The greatest challenge with an audit is that it forces you to collect and present detailed and often voluminous accounts of your revenue and expenses. This could include information that confirms everything from travel mileage to business-related entertainment costs—but often much more. If you have your documentation in order and can deliver the right information to the CRA, then you have nothing to fear. If not—or if there are errors in your tax filings—you face the threat of back taxes, interest charges and even penalties.
The bad news: the CRA will send out more than 30,000 audit letters to Canadians this year. The agency will often target self-employed individuals—particularly when their tax returns show filing inconsistencies such as sharp changes in expenses, profits or losses from one year to the next—those working in industries such as construction or hospitality (due to the prevalence of cash payments), and individuals whose lifestyle expenses might far exceed their reported annual income.
Being flagged by the CRA can be a routine occurrence, but any interaction with the tax man still needs to be managed with care. If you’re one of those who receives an audit letter this year, the first step is not to panic. Over-reacting can invite more problems than it solves. But it’s important to note that, as tempting as it may be, you must never ignore a CRA audit letter.

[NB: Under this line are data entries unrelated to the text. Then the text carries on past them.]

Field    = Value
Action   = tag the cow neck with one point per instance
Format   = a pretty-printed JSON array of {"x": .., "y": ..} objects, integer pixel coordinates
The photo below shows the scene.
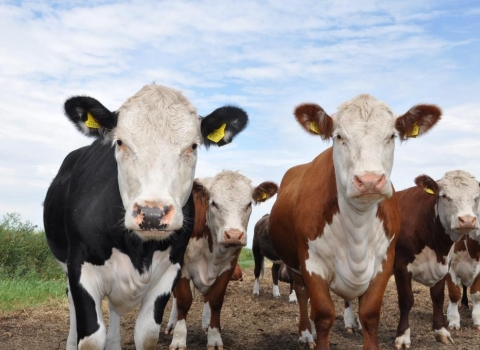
[{"x": 96, "y": 176}]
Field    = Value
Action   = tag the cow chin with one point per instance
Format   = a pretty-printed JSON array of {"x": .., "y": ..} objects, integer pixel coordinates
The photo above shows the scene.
[{"x": 153, "y": 234}]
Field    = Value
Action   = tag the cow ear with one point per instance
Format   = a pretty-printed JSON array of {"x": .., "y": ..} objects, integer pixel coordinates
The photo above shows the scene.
[
  {"x": 417, "y": 121},
  {"x": 222, "y": 125},
  {"x": 200, "y": 192},
  {"x": 314, "y": 120},
  {"x": 428, "y": 184},
  {"x": 90, "y": 116},
  {"x": 264, "y": 191}
]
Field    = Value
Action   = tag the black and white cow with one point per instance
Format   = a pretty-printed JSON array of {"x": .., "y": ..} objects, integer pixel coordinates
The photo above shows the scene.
[{"x": 119, "y": 213}]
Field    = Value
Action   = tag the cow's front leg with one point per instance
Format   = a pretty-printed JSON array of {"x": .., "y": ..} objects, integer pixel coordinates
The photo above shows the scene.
[
  {"x": 322, "y": 308},
  {"x": 181, "y": 304},
  {"x": 147, "y": 326},
  {"x": 403, "y": 281},
  {"x": 275, "y": 273},
  {"x": 475, "y": 295},
  {"x": 437, "y": 293},
  {"x": 214, "y": 299},
  {"x": 305, "y": 334},
  {"x": 454, "y": 295},
  {"x": 87, "y": 300},
  {"x": 370, "y": 303},
  {"x": 114, "y": 341}
]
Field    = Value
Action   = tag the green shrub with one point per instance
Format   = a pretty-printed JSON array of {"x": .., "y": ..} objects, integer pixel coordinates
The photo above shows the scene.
[{"x": 24, "y": 252}]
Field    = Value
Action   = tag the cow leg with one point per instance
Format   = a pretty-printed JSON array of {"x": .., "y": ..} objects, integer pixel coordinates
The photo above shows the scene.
[
  {"x": 147, "y": 326},
  {"x": 475, "y": 294},
  {"x": 181, "y": 303},
  {"x": 72, "y": 334},
  {"x": 437, "y": 293},
  {"x": 215, "y": 298},
  {"x": 114, "y": 341},
  {"x": 87, "y": 299},
  {"x": 292, "y": 298},
  {"x": 349, "y": 317},
  {"x": 454, "y": 295},
  {"x": 258, "y": 258},
  {"x": 322, "y": 308},
  {"x": 370, "y": 303},
  {"x": 403, "y": 282},
  {"x": 275, "y": 273},
  {"x": 305, "y": 335}
]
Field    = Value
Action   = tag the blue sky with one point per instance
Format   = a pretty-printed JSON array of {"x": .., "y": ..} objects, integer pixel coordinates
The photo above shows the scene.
[{"x": 265, "y": 56}]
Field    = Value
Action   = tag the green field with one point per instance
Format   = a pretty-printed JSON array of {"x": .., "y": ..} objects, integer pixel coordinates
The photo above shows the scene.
[{"x": 29, "y": 275}]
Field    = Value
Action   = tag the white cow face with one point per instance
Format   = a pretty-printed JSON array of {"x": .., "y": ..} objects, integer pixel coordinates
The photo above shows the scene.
[
  {"x": 457, "y": 201},
  {"x": 156, "y": 134},
  {"x": 363, "y": 132},
  {"x": 230, "y": 196}
]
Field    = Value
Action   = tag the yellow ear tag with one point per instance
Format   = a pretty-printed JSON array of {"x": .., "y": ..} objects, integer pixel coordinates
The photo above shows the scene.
[
  {"x": 218, "y": 134},
  {"x": 263, "y": 196},
  {"x": 314, "y": 128},
  {"x": 415, "y": 130},
  {"x": 91, "y": 122}
]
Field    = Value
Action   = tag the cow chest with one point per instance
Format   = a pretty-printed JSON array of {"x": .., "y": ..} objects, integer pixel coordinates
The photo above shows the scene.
[
  {"x": 348, "y": 257},
  {"x": 124, "y": 285}
]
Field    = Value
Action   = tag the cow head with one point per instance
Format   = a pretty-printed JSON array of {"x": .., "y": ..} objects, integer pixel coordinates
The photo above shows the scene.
[
  {"x": 363, "y": 132},
  {"x": 156, "y": 134},
  {"x": 230, "y": 196},
  {"x": 457, "y": 201}
]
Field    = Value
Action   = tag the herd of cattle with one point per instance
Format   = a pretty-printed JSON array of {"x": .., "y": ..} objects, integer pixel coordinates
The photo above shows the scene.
[{"x": 127, "y": 221}]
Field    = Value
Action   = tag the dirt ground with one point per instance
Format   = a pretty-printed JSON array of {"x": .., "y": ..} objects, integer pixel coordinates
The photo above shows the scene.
[{"x": 248, "y": 323}]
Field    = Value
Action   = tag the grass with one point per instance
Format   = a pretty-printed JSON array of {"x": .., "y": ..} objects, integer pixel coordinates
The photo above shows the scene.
[
  {"x": 28, "y": 293},
  {"x": 29, "y": 274}
]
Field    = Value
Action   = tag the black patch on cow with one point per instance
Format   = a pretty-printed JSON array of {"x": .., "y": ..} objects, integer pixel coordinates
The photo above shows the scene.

Burying your head in the sand and hoping their auditors will go away won’t work. Doing so will likely risk additional penalties and interest payments.
Ensure that your tax lawyer or chartered professional accountant is the one managing CRA correspondence on your behalf. Taxpayers are obliged to respond to the CRA and provide requested information, but nothing more. We’ve seen some clients unwittingly provide incriminating evidence that only amplifies their problems. A trained and experienced tax professional will know how to manage these sensitive communications.

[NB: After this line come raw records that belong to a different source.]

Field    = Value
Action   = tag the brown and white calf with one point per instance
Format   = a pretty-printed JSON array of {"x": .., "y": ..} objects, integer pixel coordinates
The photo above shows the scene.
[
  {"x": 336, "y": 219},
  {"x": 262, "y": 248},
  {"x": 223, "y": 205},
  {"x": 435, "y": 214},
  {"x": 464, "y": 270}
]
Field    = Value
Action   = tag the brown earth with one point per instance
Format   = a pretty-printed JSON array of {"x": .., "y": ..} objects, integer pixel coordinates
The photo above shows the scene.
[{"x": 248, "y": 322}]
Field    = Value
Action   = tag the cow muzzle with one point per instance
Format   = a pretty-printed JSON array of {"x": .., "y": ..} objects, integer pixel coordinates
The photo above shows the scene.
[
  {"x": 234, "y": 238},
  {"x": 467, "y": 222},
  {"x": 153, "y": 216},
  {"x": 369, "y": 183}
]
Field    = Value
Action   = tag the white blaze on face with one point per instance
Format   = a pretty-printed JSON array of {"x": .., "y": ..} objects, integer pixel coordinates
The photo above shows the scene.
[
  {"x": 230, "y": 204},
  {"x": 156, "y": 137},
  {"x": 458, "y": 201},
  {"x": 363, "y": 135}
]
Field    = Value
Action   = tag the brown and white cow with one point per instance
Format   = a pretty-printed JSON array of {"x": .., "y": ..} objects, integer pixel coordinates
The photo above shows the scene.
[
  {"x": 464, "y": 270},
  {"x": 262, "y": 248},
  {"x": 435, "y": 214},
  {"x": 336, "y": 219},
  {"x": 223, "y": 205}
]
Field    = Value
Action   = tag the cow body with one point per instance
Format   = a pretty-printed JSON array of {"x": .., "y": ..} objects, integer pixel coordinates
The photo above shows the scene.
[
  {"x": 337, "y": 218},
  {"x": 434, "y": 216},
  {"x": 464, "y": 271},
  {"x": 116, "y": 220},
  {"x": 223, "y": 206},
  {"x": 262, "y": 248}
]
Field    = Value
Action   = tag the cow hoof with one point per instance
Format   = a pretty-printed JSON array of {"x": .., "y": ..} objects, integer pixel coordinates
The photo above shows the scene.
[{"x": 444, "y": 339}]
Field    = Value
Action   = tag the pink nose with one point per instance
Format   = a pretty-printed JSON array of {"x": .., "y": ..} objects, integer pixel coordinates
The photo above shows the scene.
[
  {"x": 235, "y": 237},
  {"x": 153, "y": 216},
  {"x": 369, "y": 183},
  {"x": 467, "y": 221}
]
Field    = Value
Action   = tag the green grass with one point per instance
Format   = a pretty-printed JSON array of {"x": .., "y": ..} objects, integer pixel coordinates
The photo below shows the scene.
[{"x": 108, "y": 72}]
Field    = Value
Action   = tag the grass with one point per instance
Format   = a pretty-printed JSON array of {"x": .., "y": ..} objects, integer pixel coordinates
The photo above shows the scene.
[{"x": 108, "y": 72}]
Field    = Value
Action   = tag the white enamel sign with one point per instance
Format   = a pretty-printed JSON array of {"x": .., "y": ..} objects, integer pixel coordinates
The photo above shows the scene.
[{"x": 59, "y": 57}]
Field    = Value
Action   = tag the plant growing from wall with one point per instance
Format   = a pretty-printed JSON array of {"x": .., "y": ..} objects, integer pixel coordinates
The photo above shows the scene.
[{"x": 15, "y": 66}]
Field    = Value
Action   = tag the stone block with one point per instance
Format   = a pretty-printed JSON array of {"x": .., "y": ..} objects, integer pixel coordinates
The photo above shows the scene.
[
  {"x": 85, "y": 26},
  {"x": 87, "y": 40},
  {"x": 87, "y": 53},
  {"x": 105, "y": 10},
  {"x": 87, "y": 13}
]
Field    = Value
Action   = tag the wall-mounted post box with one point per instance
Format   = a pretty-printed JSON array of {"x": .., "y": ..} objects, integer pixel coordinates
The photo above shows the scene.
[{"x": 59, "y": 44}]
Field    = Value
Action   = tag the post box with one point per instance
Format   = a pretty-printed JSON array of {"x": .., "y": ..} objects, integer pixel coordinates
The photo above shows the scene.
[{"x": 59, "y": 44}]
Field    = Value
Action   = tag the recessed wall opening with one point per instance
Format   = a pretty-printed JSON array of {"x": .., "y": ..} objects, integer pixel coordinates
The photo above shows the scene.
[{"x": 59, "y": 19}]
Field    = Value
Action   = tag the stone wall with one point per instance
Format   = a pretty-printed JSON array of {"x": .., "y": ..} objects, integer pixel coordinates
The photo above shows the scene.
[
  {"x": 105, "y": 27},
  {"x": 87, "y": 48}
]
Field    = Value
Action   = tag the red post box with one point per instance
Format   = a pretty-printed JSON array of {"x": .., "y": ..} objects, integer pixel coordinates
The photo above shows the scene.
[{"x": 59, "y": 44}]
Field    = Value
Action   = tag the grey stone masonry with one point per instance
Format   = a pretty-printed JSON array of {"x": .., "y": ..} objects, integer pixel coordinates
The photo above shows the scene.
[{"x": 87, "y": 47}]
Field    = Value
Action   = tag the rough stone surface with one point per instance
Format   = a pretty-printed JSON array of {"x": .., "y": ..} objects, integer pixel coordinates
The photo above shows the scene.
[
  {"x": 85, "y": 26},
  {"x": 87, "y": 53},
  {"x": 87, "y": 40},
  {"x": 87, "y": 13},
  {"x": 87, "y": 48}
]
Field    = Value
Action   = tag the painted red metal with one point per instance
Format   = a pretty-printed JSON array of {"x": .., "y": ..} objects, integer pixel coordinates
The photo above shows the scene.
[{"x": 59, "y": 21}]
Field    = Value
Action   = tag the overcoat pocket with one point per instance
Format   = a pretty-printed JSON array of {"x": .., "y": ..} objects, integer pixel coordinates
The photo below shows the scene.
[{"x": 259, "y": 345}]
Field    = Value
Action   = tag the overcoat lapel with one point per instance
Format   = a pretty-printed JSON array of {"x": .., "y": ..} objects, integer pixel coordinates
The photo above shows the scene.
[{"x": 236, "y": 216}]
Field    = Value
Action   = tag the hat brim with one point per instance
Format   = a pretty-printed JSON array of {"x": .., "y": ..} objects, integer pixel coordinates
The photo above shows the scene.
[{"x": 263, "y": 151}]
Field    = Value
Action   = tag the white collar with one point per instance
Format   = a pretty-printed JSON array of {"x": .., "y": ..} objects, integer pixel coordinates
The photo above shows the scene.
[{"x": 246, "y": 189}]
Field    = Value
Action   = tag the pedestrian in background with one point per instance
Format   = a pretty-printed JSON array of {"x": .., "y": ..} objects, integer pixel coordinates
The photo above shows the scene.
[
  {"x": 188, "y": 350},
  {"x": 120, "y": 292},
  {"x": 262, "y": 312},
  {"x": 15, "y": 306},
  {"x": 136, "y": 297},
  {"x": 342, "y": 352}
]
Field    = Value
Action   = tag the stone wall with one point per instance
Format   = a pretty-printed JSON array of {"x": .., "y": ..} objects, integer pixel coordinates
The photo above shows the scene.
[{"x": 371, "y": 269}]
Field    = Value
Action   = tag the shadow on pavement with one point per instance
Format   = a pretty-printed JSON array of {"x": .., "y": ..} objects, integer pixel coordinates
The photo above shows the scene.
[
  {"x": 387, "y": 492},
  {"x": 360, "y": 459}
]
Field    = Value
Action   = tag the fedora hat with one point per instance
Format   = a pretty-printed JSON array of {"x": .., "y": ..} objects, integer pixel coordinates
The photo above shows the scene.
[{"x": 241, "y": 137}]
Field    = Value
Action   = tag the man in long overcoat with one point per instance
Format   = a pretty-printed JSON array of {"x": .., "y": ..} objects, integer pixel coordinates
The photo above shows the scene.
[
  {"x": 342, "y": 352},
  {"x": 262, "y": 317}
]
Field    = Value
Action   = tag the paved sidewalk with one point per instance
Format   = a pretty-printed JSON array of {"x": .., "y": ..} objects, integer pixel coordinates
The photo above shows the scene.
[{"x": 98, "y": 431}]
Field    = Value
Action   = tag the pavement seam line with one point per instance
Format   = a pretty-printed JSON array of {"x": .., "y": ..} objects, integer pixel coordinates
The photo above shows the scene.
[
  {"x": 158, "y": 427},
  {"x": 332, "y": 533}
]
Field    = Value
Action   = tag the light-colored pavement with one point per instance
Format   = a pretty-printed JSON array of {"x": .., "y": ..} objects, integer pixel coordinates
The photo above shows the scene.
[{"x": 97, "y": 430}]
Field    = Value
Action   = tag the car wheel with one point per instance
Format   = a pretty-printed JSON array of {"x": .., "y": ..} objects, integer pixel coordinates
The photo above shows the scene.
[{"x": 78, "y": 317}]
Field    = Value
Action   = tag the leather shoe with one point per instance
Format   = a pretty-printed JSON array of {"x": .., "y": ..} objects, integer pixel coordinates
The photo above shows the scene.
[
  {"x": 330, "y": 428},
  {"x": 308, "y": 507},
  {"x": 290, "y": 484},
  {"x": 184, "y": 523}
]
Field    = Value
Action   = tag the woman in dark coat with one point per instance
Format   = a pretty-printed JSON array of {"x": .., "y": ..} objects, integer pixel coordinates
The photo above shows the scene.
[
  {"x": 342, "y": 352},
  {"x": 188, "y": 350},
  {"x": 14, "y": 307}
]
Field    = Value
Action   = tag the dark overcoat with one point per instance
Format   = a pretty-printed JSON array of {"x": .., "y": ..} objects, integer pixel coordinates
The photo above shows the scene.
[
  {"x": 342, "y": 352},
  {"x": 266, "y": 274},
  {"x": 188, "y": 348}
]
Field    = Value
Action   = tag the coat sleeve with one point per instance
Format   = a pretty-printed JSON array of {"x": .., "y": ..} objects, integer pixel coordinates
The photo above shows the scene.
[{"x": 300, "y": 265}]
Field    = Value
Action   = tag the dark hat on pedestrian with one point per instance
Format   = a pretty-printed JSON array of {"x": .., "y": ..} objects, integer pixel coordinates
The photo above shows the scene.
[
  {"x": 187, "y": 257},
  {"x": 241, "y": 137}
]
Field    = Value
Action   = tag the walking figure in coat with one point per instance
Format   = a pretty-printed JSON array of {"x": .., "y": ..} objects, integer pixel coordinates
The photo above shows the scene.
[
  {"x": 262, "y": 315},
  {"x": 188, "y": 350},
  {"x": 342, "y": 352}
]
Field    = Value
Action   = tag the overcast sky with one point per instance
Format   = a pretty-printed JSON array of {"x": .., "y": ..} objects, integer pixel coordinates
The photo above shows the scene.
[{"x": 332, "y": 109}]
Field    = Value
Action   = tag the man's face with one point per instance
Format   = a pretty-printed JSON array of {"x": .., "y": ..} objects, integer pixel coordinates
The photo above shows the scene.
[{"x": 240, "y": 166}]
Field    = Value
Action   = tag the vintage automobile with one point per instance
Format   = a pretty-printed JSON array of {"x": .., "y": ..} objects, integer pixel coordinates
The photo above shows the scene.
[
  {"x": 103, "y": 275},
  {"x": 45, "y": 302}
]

Next, ensure that your supporting documentation is ready to provide to the tax professional acting on your behalf, so they can effectively respond to the CRA’s questions. It goes without saying that these documents should have been properly organized even before filing your taxes, but if that wasn’t the case, now is the time to get your receipts and supporting documentation in order. Note that a tax review is not the same as an audit. The former is much less extensive and is typically a process where the CRA requests receipts to support a tax credit or expense claim. Taxpayers can, in theory, independently manage their interactions with the CRA once a review is initiated, but potential pitfalls abound. It is always advisable to consult with your tax professional before you respond. Also, be sure to provide only the exact information the CRA requests, and nothing more.

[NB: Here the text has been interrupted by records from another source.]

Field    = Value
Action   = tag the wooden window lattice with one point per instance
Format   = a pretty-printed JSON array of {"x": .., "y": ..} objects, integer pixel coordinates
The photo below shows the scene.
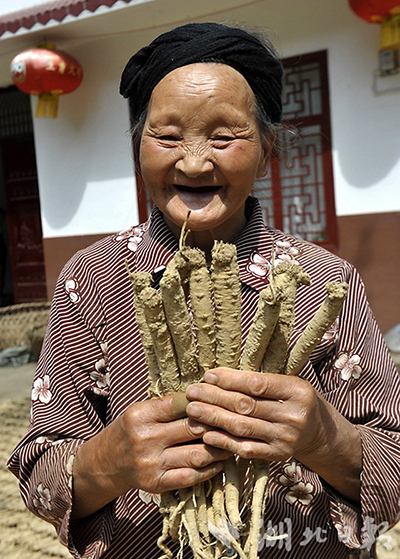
[
  {"x": 297, "y": 193},
  {"x": 15, "y": 113}
]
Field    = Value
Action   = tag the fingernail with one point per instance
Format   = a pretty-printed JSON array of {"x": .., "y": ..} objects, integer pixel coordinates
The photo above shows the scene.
[
  {"x": 194, "y": 410},
  {"x": 193, "y": 392},
  {"x": 211, "y": 378},
  {"x": 197, "y": 429}
]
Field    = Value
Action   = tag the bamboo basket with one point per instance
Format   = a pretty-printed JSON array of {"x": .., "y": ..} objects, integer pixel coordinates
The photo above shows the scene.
[{"x": 24, "y": 325}]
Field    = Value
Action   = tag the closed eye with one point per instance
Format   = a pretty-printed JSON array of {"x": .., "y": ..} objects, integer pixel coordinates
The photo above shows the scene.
[{"x": 168, "y": 138}]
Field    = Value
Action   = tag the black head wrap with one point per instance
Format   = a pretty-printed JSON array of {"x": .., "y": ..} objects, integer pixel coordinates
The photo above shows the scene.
[{"x": 204, "y": 42}]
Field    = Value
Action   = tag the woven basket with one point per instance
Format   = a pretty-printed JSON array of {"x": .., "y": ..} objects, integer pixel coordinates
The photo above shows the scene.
[{"x": 18, "y": 323}]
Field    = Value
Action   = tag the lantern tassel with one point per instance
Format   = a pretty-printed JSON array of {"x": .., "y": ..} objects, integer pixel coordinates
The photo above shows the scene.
[
  {"x": 47, "y": 106},
  {"x": 390, "y": 33}
]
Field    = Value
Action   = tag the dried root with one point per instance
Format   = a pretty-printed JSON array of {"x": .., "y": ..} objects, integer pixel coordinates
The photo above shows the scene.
[{"x": 185, "y": 332}]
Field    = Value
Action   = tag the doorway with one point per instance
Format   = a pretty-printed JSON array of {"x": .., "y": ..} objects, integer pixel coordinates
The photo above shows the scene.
[{"x": 22, "y": 277}]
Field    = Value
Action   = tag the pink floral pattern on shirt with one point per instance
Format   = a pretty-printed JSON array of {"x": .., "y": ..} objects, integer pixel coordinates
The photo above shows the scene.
[
  {"x": 332, "y": 333},
  {"x": 348, "y": 365},
  {"x": 72, "y": 288},
  {"x": 283, "y": 251},
  {"x": 291, "y": 474},
  {"x": 300, "y": 492},
  {"x": 258, "y": 265},
  {"x": 41, "y": 390},
  {"x": 133, "y": 235}
]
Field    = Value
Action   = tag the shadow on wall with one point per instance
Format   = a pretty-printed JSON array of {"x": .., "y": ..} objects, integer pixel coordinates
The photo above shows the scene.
[{"x": 372, "y": 244}]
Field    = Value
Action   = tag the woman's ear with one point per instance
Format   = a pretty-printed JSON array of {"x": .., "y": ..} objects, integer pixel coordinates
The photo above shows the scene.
[{"x": 267, "y": 145}]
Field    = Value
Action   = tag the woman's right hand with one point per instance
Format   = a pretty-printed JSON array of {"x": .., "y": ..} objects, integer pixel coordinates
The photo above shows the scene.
[{"x": 145, "y": 448}]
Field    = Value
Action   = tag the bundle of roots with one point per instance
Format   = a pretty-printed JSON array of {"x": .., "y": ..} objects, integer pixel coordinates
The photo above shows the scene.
[{"x": 193, "y": 324}]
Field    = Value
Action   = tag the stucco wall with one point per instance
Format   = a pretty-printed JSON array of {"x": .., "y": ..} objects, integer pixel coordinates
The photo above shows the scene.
[{"x": 84, "y": 160}]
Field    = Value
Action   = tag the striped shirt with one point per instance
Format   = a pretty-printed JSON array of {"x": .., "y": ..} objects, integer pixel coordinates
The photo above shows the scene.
[{"x": 92, "y": 367}]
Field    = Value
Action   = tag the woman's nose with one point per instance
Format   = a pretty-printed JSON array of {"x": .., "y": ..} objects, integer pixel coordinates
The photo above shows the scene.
[{"x": 194, "y": 164}]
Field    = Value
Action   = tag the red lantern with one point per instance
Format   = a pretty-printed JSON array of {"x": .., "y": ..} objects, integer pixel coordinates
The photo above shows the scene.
[
  {"x": 385, "y": 12},
  {"x": 375, "y": 11},
  {"x": 47, "y": 73}
]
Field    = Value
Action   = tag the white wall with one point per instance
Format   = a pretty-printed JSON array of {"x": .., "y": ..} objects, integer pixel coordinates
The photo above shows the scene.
[
  {"x": 85, "y": 166},
  {"x": 7, "y": 6},
  {"x": 84, "y": 161}
]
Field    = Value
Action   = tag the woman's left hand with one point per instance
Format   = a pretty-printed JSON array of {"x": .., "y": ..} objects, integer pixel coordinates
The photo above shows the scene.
[{"x": 274, "y": 417}]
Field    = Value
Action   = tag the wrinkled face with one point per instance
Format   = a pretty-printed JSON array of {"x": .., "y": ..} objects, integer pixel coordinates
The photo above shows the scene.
[{"x": 201, "y": 149}]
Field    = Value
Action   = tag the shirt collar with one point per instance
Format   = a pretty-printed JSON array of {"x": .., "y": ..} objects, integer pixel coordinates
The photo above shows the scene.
[{"x": 254, "y": 246}]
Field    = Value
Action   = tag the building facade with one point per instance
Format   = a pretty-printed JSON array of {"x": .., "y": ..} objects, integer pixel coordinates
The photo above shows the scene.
[{"x": 82, "y": 161}]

Once a tax review is complete, you’ll either receive a letter informing you that the matter is closed and you owe nothing more, or a notice of reassessment which levies extra taxes, and likely interest. In the case of a tax audit, if there are any proposed changes, the auditor will issue a letter describing them and giving you 30 days to respond. This is an opportunity to provide additional documentation or explanations to refute the proposals. Any adjustments that still remain will be reassessed similarly.
The unfortunate part is that once audited, your file could be flagged for a future review. But again, if your tax claims are legitimate, another audit should be nothing more than an inconvenience without having a significant impact on your business or personal bottom line.
Lastly, only work with qualified tax professionals and avoid any accountant who encourages you to make risky or questionable tax filing claims. They are few in number in our industry, but some individuals do play fast and the loose with the rules, and it’s their clients who lose in the end. The CRA’s highly advanced algorithms are designed to spot irregularities and will eventually catch up to any dubious claims.
Audits are always stressful, but when managed properly, they can be relatively easy to overcome. Seek the right professional help, answer the CRA’s questions and then get on with doing what you do best: operating and growing your business.